Ainsi les villages lacustres caractérisent nettement dans notre Europe occidentale la fin de l’âge néolithique, et les populations qui les avaient établis continuèrent même à les habiter dans les premiers temps où elles se servirent des métaux, que leur avaient fait connaître des nations plus avancées. L’ensemble des objets que les savants de la Suisse ont retirés de leurs emplacements dénote, du reste, en bien des choses, même dans les plus anciens, une véritable civilisation. La poterie est encore façonnée à la main, mais affecte une grande variété de formes et un certain goût d’ornementation. Les plus grands de ces vases servaient à conserver les céréales pour l’hiver. On y a recueilli du froment, de l’orge, de l’avoine, des pois, des lentilles. Les habitants des villages lacustres s’adonnaient donc à l’agriculture, art absolument inconnu encore des hommes dont les cavernes du Périgord nous ont conservé les vestiges. Ils élevaient des bestiaux ; ils connaissaient l’usage de la meule. Enfin, dans les palafittes de la plus haute date, on a rencontré des lambeaux d’étoffes qui prouvent que dès lors, au lieu de se contenter pour tout vêtement de peaux de bêtes, on savait tresser et tisser les fibres du lin. Dans certaines cavernes de l’Andalousie, qui paraissent avoir été habitées vers la même époque, on a trouvé des vêtements presque complets en sparterie tressée, avec des armes et d’autres ustensiles de pierre polie.

P.-S.

Texte établi par PSYCHANALYSE-PARIS.COM d’après l’ouvrage de François Lenormant, Histoire ancienne de l’Orient jusqu’aux guerres médiques, t. I : Les origines. — Les races et les langues, 9e édition, A. Lévy, Paris, 1881.

Notes

[1Provenant des villages lacustres de la Suisse.

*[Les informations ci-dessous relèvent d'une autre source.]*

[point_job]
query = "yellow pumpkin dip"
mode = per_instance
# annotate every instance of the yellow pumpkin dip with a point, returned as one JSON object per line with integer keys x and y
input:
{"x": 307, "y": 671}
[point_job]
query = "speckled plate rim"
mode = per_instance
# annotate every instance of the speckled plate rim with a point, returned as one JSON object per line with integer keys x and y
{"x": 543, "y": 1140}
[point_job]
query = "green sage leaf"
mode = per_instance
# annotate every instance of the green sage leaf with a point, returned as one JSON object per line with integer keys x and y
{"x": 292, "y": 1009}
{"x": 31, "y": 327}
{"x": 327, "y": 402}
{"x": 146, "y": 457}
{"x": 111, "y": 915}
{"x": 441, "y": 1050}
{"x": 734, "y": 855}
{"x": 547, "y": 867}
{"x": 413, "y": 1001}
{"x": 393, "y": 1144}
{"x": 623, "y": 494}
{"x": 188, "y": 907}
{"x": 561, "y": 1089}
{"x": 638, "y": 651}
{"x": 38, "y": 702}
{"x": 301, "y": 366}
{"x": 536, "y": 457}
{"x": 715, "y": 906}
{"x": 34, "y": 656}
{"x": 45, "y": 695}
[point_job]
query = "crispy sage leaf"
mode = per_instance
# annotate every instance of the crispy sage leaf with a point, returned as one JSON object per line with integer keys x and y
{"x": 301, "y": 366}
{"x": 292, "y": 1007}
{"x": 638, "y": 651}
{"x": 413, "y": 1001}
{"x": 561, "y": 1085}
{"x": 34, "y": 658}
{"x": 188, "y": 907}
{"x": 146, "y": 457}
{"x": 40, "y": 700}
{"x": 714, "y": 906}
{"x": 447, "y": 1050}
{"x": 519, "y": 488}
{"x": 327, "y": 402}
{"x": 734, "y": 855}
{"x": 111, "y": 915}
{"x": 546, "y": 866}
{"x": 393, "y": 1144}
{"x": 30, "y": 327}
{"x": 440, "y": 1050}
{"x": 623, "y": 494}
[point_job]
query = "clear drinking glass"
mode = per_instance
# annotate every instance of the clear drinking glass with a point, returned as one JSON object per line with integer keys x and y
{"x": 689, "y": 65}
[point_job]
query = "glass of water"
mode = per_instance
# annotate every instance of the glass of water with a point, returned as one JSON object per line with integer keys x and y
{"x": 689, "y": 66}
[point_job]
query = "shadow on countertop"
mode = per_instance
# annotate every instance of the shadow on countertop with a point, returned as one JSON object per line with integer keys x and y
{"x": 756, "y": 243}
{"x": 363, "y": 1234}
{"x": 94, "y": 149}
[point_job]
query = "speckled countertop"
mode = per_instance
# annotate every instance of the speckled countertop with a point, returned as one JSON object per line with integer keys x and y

[2On appelle ainsi le noyau central de la pierre, resté après l’enlèvement d’un certain nombre de lames destinées à faire des couteaux.

[3Tous les témoignages relatifs aux Atlantes sont très bien coordonnés dans le chapitre II du livre de M. D’Arbois de Jubainville, sur Les premiers habitants de l’Europe.

[4Il faut consulter ici, mais avec une certaine réserve, le chapitre III du même ouvrage.

[5Ammian. Marcell., XV, 9.

[6Voy. les récits du Timée et du Critias de Platon.

[7D’après Ferguson, Rude stones monuments.

[8Cette pièce servira de spécimen du degré de finesse el de précision où en arrive le travail à petits éclats des armes de silex, dans la dernière époque de l’âge de pierre de la Scandinavie.

[9Die Italiker in der Pôebene, Beitroege zur altitalischen Kultur — und Kunstgeschichte, Leipzig, 1879.

[101. Cette urne, découverte dans un tumulus à Adersleben (Bavière), est aujourd’hui conservée au Musée de Munich. Elle copie l’apparence de sept huttes de forme circulaire groupées sur une même plateforme, portée par des pilotis. Il y a une singulière analogie entre cet objet et les urnes cinéraires des plus anciennes sépultures du Latium, imitant une cabane de forme ronde, urnes dont nous mettons un spécimen en regard de celle d’Adersleben.
2. Provenant des sépultures les plus antiques de la nécropole d’Albano.